Two U.S. General Atomics MQ-9B SeaGuardian intelligence-surveillance-reconnaissance drones arrived at the Arakkonam naval air station in India’s Tamil Nadu state earlier this month to boost the Indian military’s surveillance sweep amidst a live military confrontation with China in Ladakh and the need for elevated surveillance over the Indian Ocean.
Livefist can confirm that the two SeaGuardians have been flying sorties over the Bay of Bengal. Leased directly from General Atomics under emergency procurement rules necessitated by the Ladakh situation, the pair of drones are only a fraction of the 22-30 such dones, including armed versions, that the Indian military has been looking to procure since the Obama Administration.
The SeaGuardian drones under lease by the Indian Navy aren’t weaponised, though the type is capable of being configured for anti-surface warfare, anti-submarine warfare and the airborne anti-mine capability.
In a statement last month to announce the start of validation flights of the SeaGuardian in Japan, General Atomics said, “The SeaGuardian RPAS features a multi-mode maritime surface-search radar with Inverse Synthetic Aperture Radar (ISAR) imaging mode, an Automatic Identification System (AIS) receiver, a High-Definition – Full-Motion Video sensor equipped with optical and infrared cameras.

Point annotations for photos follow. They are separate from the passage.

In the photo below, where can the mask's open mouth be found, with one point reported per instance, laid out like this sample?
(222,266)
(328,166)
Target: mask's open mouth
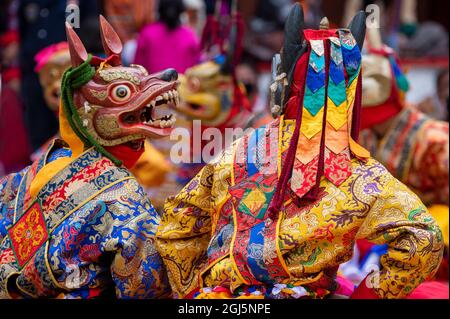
(156,113)
(136,145)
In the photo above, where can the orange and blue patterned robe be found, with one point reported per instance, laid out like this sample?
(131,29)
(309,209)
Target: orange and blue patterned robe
(89,233)
(217,238)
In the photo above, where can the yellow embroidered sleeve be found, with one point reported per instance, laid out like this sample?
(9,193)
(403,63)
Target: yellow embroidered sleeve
(185,231)
(415,244)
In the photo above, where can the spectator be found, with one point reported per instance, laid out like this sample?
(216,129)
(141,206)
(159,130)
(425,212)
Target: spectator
(167,43)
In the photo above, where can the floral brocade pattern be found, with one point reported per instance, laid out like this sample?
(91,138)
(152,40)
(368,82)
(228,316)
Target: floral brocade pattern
(416,151)
(98,237)
(197,231)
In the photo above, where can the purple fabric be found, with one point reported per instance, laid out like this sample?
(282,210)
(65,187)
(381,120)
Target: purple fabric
(159,48)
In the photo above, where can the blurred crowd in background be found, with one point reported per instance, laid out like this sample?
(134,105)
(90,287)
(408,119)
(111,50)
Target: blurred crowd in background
(167,33)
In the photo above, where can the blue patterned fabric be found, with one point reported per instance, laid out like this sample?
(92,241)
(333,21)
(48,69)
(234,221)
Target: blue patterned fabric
(101,234)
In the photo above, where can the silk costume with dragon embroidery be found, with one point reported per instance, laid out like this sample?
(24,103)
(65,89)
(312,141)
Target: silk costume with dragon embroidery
(412,146)
(256,223)
(76,223)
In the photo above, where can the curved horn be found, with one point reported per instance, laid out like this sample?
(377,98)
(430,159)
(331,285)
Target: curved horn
(293,37)
(78,53)
(358,28)
(110,39)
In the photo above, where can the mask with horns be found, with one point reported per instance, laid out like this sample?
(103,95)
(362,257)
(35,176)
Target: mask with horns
(107,104)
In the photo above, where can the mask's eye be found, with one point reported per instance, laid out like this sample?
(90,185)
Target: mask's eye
(121,93)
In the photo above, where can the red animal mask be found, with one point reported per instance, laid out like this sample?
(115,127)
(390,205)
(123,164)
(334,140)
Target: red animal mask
(121,104)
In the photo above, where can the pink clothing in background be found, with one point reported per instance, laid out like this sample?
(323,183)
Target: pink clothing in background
(159,48)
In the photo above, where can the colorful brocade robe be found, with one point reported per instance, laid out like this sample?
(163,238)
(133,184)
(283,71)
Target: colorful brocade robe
(89,233)
(217,238)
(415,149)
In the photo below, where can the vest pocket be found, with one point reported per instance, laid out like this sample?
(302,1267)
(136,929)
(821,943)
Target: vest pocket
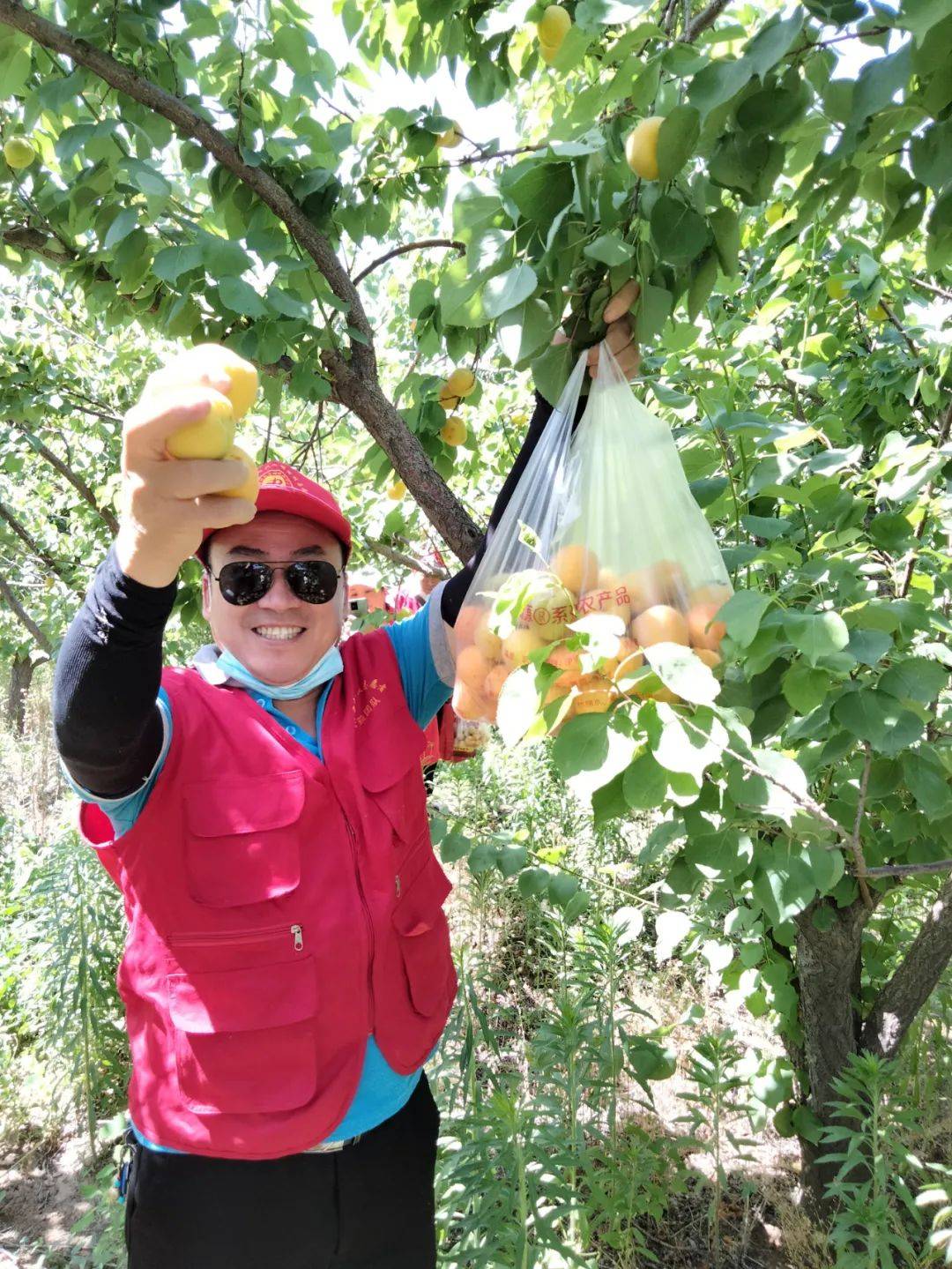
(241,840)
(243,1038)
(424,934)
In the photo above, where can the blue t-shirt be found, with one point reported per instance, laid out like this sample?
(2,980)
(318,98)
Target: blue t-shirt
(425,664)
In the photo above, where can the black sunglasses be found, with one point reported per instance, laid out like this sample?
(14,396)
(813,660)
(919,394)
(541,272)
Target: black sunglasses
(246,580)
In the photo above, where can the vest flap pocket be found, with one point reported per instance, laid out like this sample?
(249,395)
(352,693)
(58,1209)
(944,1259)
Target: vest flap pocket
(245,1038)
(425,936)
(226,1000)
(394,785)
(241,841)
(250,803)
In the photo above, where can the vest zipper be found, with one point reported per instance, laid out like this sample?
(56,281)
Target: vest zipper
(353,840)
(214,937)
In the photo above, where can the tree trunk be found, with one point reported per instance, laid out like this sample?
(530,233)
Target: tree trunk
(828,967)
(20,676)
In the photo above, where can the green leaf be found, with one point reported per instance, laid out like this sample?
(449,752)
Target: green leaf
(776,791)
(654,306)
(171,262)
(725,228)
(880,80)
(928,783)
(688,746)
(677,230)
(121,228)
(582,745)
(784,882)
(804,688)
(644,783)
(608,249)
(540,190)
(145,176)
(718,83)
(916,679)
(677,138)
(509,289)
(524,330)
(816,635)
(241,297)
(703,274)
(532,882)
(772,42)
(743,613)
(685,673)
(563,887)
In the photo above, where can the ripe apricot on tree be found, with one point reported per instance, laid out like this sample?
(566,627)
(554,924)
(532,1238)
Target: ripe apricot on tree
(659,624)
(448,400)
(454,430)
(450,138)
(642,147)
(576,567)
(19,153)
(211,437)
(554,26)
(495,681)
(462,382)
(249,485)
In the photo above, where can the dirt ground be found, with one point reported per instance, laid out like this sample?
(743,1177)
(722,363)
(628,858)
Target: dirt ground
(40,1201)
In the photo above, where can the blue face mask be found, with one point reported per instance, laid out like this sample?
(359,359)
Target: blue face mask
(324,671)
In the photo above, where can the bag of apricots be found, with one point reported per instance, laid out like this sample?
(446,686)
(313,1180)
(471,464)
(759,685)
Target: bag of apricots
(599,554)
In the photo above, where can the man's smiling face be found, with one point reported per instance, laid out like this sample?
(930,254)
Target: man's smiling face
(257,633)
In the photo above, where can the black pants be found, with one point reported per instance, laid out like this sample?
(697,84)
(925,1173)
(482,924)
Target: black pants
(368,1206)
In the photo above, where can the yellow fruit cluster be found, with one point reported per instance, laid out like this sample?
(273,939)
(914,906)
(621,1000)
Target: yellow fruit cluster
(213,436)
(552,29)
(654,604)
(459,384)
(642,147)
(18,153)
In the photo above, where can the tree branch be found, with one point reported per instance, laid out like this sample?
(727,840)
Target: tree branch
(191,124)
(401,557)
(77,481)
(25,535)
(402,250)
(20,612)
(909,870)
(913,982)
(706,18)
(920,526)
(355,376)
(404,448)
(854,843)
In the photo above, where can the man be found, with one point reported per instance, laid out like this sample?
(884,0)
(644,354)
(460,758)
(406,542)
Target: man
(288,968)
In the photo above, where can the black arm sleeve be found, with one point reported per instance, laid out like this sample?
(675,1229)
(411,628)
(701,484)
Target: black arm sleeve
(107,723)
(455,589)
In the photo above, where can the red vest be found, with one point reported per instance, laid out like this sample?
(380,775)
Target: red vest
(280,910)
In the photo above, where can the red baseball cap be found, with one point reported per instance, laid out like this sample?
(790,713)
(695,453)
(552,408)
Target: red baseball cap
(284,489)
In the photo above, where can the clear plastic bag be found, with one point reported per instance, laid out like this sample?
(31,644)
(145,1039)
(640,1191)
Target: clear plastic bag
(599,523)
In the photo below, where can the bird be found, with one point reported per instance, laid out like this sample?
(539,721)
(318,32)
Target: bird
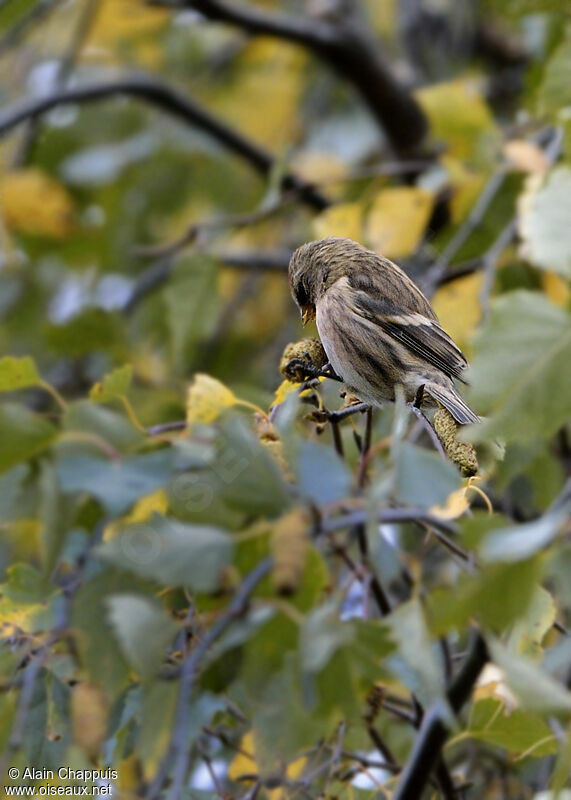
(377,328)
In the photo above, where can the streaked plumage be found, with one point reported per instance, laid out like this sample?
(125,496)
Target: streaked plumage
(376,326)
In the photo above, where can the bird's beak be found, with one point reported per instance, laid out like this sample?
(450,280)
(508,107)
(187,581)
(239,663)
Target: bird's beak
(307,314)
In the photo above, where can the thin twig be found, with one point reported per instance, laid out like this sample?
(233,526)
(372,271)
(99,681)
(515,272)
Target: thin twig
(221,222)
(434,730)
(40,656)
(63,70)
(349,47)
(36,14)
(177,752)
(176,104)
(433,276)
(427,425)
(348,411)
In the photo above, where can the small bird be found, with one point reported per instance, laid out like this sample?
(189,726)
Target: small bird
(376,326)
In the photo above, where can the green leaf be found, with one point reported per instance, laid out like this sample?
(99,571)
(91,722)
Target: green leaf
(23,435)
(518,731)
(535,689)
(116,484)
(422,675)
(498,595)
(86,417)
(544,222)
(281,723)
(172,553)
(100,654)
(18,373)
(114,384)
(522,541)
(423,478)
(522,353)
(91,330)
(554,94)
(248,477)
(321,635)
(24,585)
(322,476)
(192,303)
(529,631)
(143,631)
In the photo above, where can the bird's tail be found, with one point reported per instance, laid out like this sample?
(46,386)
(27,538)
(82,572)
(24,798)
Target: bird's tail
(450,399)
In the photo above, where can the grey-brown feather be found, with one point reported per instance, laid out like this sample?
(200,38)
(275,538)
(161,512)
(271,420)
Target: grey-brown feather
(376,326)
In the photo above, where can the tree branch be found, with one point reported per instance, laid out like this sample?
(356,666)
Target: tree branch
(177,105)
(178,753)
(347,45)
(433,731)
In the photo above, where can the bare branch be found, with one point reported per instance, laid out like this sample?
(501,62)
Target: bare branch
(433,731)
(177,753)
(349,47)
(177,105)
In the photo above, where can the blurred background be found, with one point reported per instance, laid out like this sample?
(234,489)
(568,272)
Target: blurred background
(160,161)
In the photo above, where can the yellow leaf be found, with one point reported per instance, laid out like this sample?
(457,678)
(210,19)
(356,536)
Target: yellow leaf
(15,617)
(120,19)
(459,115)
(206,399)
(318,166)
(34,203)
(526,156)
(457,306)
(466,187)
(283,392)
(556,288)
(144,508)
(264,97)
(456,504)
(243,763)
(293,771)
(89,712)
(397,220)
(344,220)
(287,387)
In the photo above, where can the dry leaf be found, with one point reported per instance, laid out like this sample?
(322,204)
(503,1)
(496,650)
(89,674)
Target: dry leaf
(397,220)
(34,203)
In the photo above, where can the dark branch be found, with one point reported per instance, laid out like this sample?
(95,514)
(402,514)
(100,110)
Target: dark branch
(158,273)
(178,753)
(433,731)
(177,105)
(349,48)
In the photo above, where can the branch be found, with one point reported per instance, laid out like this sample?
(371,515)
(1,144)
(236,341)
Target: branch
(196,230)
(37,12)
(550,140)
(157,274)
(348,46)
(433,731)
(176,104)
(309,33)
(178,751)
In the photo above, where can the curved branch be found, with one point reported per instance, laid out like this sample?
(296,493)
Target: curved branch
(177,105)
(433,731)
(349,48)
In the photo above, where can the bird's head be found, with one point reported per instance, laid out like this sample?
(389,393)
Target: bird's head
(316,266)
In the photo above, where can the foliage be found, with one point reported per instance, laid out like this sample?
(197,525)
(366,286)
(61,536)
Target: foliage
(214,584)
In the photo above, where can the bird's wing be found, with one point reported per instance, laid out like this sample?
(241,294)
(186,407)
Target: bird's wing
(422,336)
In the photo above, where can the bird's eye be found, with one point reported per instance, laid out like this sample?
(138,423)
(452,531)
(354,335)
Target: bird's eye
(301,296)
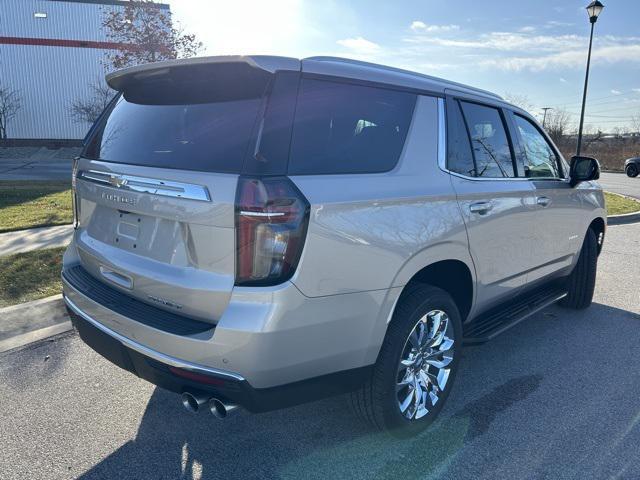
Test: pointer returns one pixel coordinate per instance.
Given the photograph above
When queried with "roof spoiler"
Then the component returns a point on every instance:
(121, 79)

This sensor suite, augmented by automatic track correlation and anomaly-detection algorithms, enables real-time detection and identification of surface vessels over thousands of square nautical miles.”
Specifically, the SeaGuardian’s onboard sensors included the GA-ASI Lynx® Synthetic Aperture Radar (SAR), a Raytheon Intelligence & Space SeaVue Expanded Mission Capability (XMC) radar, a Raytheon Intelligence & Space Multi-Spectral Targeting System, a Leonardo Electronic Support Measure (ESM)/Electronic Intelligence (ELINT) SAGE 750, a Shine Micro Automatic Identification System (AIS), an Ultra sonobuoy receiver and a General Dynamics Mission Systems-Canada sonobuoy processor.
In September off the coast of Southern California, the SeaGuardian, a derivative of the Predator platform, underwent its first test flights configured for surveillance operations over open-water, serving to demonstrate MQ-9B capabilities in the maritime environment.
It is possible that the Indian Navy deployed one of the leased SeaGuardians during this month’s two-phase Malabar naval exercise that involved India, the US, Japan and Australia, though this couldn’t be confirmed. The drones arrive well after India signed the Communications Compatibility and Security Agreement (COMCAS) with the United States, paving the way for export controlled communication equipment held off earlier military hardware like the Indian Navy’s Boeing P-8Is and Indian Air Force’s C-130J and C-17 aircraft.
The drones also arrived shortly after India and the U.S. managed to nail down the last of the foundational military cooperation agreements, the Basic Exchange and Cooperation Agreement for Geo-Spatial Cooperation (BECA).